The column on the right spells out the main functions of the Organizer; of course, the first is to organize your photos, and I'll be showing you how to do that using albums and keyword tags later in the course. You can also make photo creations here in the Organizer, like prints, photo books, greeting cards, calendars, and more, and you can share your photos and your creations with family and friends in all the ways that you see in this list. You can even make quick photo corrections here in the Organizer by clicking the Fix tab here, and then choosing from this menu of Photo Fix Options.
But when you're more serious about editing photos, you'll select one or more photos in the large content area, and then go into the Editor component of Elements where there are three editing workspaces to choose from that vary in their levels of simplicity. So how do you get from the Organizer into the Editor? To do that I'll click the arrow to the right of the Fix tab, and from this menu I'll choose Full Photo Edit, the workspace that gives me the widest range of editing possibilities, Quick Photo Edit when I just want to make some quick changes to lighting and color, but with more control than I can get from the Organizer Fix controls, or Guided Photo Edit, which offers step-by -step instructions to walk me through specific editing tasks.
Edit Videos is for use with another program, Premiere Elements 10, and that's outside the scope of this course. So I'll choose one of these three; I'll go with Full Photo Edit, and then I may have to wait a moment to launch the other part of the program: the Editor. I'll maximize the Editor by clicking this icon on Windows, or the green button on a Mac. So this is the Full Photo Edit workspace, and we'll be looking at this in more detail in a later chapter. From here, I have another way to access those other two editing workspaces; the Quick Photo Edit workspace and the Guided Photo Edit workspace. And I also have other places that I can access the Photo Creation options and the Photo Sharing options.

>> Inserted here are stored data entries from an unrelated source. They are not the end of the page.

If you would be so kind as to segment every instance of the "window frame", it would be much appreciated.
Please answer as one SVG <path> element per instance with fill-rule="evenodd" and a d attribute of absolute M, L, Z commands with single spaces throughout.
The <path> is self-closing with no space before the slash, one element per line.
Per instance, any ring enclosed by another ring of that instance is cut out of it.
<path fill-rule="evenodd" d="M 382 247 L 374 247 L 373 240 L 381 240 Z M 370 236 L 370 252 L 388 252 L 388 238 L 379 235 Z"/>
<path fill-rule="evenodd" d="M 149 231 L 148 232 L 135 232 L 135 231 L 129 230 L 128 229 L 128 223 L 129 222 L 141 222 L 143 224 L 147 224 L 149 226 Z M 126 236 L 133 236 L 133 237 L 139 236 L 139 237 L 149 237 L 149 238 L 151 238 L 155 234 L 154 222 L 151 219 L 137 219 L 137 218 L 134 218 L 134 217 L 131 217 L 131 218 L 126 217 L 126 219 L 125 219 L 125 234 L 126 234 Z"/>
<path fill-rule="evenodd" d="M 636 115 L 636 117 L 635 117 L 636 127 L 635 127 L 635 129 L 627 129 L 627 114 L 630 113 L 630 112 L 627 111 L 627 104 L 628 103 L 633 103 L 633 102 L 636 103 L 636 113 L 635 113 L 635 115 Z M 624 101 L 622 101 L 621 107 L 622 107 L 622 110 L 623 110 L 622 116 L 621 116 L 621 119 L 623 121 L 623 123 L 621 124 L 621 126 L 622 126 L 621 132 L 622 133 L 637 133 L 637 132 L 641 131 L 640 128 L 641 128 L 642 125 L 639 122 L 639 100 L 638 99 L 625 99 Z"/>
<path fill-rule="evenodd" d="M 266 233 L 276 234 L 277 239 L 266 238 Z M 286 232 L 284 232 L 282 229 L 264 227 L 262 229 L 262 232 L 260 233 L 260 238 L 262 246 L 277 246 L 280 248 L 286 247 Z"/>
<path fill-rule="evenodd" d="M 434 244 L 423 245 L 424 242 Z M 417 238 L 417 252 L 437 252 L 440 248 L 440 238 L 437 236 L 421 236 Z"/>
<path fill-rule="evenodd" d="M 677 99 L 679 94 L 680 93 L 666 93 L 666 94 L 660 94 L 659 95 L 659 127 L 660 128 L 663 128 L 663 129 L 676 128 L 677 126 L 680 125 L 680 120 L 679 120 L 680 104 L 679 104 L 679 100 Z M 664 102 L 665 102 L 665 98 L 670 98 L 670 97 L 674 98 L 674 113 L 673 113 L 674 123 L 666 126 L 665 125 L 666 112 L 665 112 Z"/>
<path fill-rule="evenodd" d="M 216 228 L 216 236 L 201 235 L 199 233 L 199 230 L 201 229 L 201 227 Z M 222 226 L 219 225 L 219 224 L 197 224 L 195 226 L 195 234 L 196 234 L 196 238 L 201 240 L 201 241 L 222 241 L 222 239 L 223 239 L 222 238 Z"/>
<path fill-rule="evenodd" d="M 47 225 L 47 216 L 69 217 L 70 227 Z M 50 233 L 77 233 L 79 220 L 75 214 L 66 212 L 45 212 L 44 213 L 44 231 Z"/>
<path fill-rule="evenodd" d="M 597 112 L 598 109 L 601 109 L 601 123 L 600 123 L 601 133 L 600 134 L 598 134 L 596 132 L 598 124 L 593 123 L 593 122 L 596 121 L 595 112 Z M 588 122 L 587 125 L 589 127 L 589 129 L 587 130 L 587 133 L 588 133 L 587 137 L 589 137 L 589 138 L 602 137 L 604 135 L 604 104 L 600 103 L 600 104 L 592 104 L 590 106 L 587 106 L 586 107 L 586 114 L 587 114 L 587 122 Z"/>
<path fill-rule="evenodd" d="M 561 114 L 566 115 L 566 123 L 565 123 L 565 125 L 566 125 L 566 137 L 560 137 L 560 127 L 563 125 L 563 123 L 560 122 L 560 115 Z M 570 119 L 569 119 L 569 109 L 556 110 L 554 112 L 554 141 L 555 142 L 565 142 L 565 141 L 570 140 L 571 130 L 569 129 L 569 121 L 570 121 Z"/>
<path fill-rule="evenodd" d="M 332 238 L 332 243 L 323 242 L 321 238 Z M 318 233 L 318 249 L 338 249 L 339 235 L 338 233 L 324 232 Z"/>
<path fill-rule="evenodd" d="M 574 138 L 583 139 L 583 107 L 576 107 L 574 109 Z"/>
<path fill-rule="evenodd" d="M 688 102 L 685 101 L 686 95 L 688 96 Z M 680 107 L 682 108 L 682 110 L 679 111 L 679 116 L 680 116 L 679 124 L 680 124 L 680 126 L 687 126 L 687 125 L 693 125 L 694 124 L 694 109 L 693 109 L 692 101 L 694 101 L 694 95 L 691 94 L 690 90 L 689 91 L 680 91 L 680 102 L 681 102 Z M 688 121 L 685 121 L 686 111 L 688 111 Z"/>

I'm going to go back and click on the Edit tab, and I'll select the Full Edit workspace. I can get back to the Organizer from any of these three editing workspaces by going to the top of the Editor and clicking the Organizer button, like this. I might do that if there were some other photos that I wanted to find and open into the Editor. And then of course I can go back into the Editor, as I showed you before, by clicking the arrow to the right of the Fix tab and choosing the editing workspace that I want. So that's an overview of the major parts of elements, the broad functions of each, and some tips on how to get from one area to the other.
In the rest of this course, we'll spend lots of time working in these various areas, and you become very familiar with each of these workspaces.